Budesonide Found Effective for Lymphocytic Colitis

Most patients achieve clinical remission after six weeks and can be retreated if relapse occurs

FRIDAY, June 19 (HealthDay News) -- In patients with lymphocytic colitis, oral budesonide treatment is effective in leading to clinical remission, according to a study published in the June issue of Gastroenterology.

Stephan Miehlke, M.D., of Technical University Hospital in Dresden, Germany, and colleagues randomly assigned 42 patients (median age, 61) with lymphocytic colitis and chronic diarrhea to receive either budesonide or placebo for six weeks. They also administered open-label budesonide to non-responders for an additional six weeks.

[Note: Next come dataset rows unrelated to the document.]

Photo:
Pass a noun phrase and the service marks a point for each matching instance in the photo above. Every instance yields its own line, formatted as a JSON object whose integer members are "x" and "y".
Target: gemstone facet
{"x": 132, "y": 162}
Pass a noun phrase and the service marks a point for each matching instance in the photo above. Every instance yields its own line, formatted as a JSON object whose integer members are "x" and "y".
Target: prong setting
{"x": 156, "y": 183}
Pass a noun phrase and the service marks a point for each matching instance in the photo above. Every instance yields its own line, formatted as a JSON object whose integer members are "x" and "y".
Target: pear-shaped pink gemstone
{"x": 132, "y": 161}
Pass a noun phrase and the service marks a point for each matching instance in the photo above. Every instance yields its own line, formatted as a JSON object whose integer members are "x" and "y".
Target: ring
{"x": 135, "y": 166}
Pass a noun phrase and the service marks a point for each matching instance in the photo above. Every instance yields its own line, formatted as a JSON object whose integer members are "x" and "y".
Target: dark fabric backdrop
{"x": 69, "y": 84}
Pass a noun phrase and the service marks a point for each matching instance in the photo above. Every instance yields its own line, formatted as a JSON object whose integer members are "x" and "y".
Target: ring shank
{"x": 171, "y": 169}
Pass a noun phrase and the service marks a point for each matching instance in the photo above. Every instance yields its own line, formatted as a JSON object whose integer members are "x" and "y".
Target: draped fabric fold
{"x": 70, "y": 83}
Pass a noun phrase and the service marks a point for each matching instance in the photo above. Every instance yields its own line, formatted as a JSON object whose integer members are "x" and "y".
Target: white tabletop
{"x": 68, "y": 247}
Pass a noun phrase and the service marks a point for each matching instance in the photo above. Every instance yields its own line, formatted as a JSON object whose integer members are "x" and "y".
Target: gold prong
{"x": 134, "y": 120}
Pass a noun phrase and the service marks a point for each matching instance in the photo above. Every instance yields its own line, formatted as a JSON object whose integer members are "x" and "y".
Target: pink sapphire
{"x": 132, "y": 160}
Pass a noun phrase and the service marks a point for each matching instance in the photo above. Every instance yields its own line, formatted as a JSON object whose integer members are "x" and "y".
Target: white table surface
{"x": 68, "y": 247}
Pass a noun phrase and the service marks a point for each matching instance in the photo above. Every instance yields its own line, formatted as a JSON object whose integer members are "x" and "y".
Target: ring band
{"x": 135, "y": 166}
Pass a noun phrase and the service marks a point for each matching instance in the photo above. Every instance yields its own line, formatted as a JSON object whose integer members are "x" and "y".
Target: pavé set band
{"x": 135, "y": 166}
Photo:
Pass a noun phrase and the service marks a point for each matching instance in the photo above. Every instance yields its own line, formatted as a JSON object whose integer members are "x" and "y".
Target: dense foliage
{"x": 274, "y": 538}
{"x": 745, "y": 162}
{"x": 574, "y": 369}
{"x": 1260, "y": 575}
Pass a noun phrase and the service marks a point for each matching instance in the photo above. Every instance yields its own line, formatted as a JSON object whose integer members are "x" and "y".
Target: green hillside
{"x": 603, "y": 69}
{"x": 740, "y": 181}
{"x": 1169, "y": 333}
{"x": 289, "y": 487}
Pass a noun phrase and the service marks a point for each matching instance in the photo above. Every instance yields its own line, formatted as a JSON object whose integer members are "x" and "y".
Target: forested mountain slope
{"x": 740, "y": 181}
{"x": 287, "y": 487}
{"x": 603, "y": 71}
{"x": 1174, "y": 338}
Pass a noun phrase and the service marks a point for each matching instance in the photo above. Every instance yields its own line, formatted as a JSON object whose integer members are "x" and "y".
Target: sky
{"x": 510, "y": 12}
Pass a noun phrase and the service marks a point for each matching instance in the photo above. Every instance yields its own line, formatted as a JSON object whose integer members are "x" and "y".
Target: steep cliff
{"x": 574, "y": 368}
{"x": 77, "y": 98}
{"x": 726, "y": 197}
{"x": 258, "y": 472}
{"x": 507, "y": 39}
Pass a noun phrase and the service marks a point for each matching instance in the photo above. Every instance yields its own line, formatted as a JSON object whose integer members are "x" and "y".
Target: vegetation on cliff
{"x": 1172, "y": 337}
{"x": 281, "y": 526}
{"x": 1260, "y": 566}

After six weeks, the researchers found that budesonide was associated with a significantly higher remission rate than placebo (86 versus 48 percent). They also observed remission in seven of the eight placebo patients who received open-label budesonide. During the 14-month follow-up, they retreated eight of the 15 patients who relapsed with budesonide, all of whom responded.

"Which mechanisms may be responsible for the beneficial effect of budesonide in lymphocytic colitis?" the authors write. "One hypothesis could be that in lymphocytic colitis, the histopathology may be more pronounced in the right colon and may also affect the ileum to some extent, anatomical regions where budesonide exerts its anti-inflammatory properties most."

This study was supported by Dr. Falk Pharma GmbH, and several authors reported financial relationships with that company.